We will also improve the statistical properties of the XOR-Rotation algorithm by combining it with a quick 8-bit XORShift[7] PRNG. In this case the small period cycle of a 8-bit PRNG does not matter since we will be re-seeding it at each step.

lastBits := last 8 bits obtained from XOR-Rotate, initially set at 0x00

function xorRotateRandom()
    bits := 0
    for i=0 until 8 (exclusive)
        sample := 8 least significant bits from analogRead()
        bits := bits XOR rotate(sample, i)
        wait for an arbitrary amount of time
        
    lastBits := lastBits XOR (lastBits >> 3) XOR (lastBits << 5) XOR (lastBits >> 4); //One round of XORShift PRNG algorithm for statistical stability
    lastBits := lastBits XOR bits //Reseed the PRNG with TRNG values
    
    return lastBits

However, we still have the problem that directly sampling from analogRead() has a low frequency periodic component which causes value bias in the bits generated by XOR-Rotation. Since the Von Neumann extractor exhibits good Global randomness, we will integrate it in our method as a slow changing source of randomness. The main idea behind our method is instead of waiting for the Von Neumann extractor to output bits as a constant source, we use it as a "seed" for our XOR-Rotate method.

lBuf := buffer of 8 bits, initialised with 0x00
rBuf := buffer of 8 bits, initialised with 0x00
lastBits := last 8 bits obtained from this XOR-Rotate, initially set at 0x00

function trueRotateRandom()
    bits := 0
    
    lastBuf := lBuf XOR rBuf;
    
    for i=0 until 4 (exclusive)
        wait for an arbitrary amount of time
        leftSample := 8 least significant bits from analogRead()

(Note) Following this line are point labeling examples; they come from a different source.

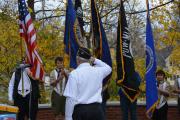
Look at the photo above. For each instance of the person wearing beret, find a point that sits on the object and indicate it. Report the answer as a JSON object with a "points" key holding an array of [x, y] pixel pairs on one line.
{"points": [[84, 88], [23, 92]]}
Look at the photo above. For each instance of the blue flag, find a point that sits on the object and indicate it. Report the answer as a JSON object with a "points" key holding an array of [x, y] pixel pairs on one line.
{"points": [[73, 37], [125, 62], [100, 43], [151, 83]]}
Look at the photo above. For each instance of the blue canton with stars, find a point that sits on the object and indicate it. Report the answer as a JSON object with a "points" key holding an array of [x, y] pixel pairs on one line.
{"points": [[23, 11]]}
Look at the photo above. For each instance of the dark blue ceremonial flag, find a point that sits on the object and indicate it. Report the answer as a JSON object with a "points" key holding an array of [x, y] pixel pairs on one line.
{"points": [[151, 83], [124, 59], [73, 37], [100, 43]]}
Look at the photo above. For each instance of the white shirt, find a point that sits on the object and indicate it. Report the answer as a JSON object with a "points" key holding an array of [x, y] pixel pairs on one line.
{"points": [[84, 85], [162, 99], [26, 85], [59, 89]]}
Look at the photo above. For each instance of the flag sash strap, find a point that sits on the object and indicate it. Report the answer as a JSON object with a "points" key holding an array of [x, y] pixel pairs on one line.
{"points": [[119, 81], [152, 101], [129, 92], [28, 33], [99, 27]]}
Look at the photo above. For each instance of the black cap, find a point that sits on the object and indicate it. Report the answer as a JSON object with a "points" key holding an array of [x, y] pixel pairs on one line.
{"points": [[84, 53]]}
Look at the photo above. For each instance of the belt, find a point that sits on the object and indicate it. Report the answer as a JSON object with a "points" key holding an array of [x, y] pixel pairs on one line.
{"points": [[91, 104], [24, 90]]}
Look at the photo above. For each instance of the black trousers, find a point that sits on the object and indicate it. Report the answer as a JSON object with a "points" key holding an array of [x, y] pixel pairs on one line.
{"points": [[179, 105], [161, 114], [91, 111], [27, 107]]}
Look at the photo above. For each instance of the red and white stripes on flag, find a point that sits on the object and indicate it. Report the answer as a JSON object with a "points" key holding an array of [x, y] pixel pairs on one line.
{"points": [[28, 32]]}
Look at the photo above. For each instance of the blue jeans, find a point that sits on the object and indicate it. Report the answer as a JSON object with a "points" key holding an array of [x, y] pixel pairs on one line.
{"points": [[127, 106]]}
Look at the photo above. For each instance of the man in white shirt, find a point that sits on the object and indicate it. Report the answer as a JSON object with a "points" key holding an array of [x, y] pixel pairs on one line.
{"points": [[161, 110], [23, 91], [58, 79], [84, 88]]}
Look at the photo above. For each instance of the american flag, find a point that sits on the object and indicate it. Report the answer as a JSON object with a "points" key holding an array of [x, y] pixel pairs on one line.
{"points": [[28, 32]]}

        wait for an arbitrary amount of time
        rightSample := 8 least significant bits from analogRead()

        bits := bits XOR rotate(leftSample, i)
        bits := bits XOR rotate(rightSample, 7 - i) //Rotate backwards to prevent LSB bias
        
        for j=0 until 8 (exclusive)
            leftBit := j-th bit leftSample
            rightBit := j-th bit rightSample

            if leftBit != rightBit
                if lastBuf is even //Insert the bits randomly from either start or end to prevent LSB bias
                    (insert leftBit in the lBuf buffer from the start)
                else
                    (insert leftBit in the rBuf buffer from the end)
                    
    lastBits := lastBits XOR (lastBits >> 3) XOR (lastBits << 5) XOR (lastBits >> 4); //One round of XORShift PRNG algorithm for statistical stability
    lastBits := lastBits XOR bits //Reseed the PRNG with TRNG values
    
    return lastBits XOR lBuf XOR rBuf //Further seed the TRNG with Von Neumann extractor values for global randomness stability

This improved method generates random numbers that are uniform, and is robust to external interference (such as an electrically charged object passing by the pins) and is very quick.

C++ code, experimental data and Diehard test logs can be found in the Appendix.

3. Second Method

The MPU6050 is a multipurpose Accelerometer and Gyroscope sensor module for the Arduino, it can read raw acceleration from 3 axis and raw turn rate from 3 orientations. To our surprise, its acceleration sensor's noise level far surpasses its resolution, with at least 4 bits of recorded entropy.

A naive approach to generate a random byte would to directly take the 4 least significant bits of the x and y axis, XORed with the z axis LSBs.

//X, Y, Z are 4-bit values from each axis
randomByte := ((Y ^ Z) << 4) | (X ^ Z))  

Unfortunately this method is flawed as the distribution and bias of the noise is different and unpredictable between axes, not to mention other sensors of the same model. A simple fix would be to discard some bits and only use 2 bits from each axis, but that would yield only 6 bits of noise per reading, making it impossible to generate a 8-bit number with only one data sample of the accelerometer.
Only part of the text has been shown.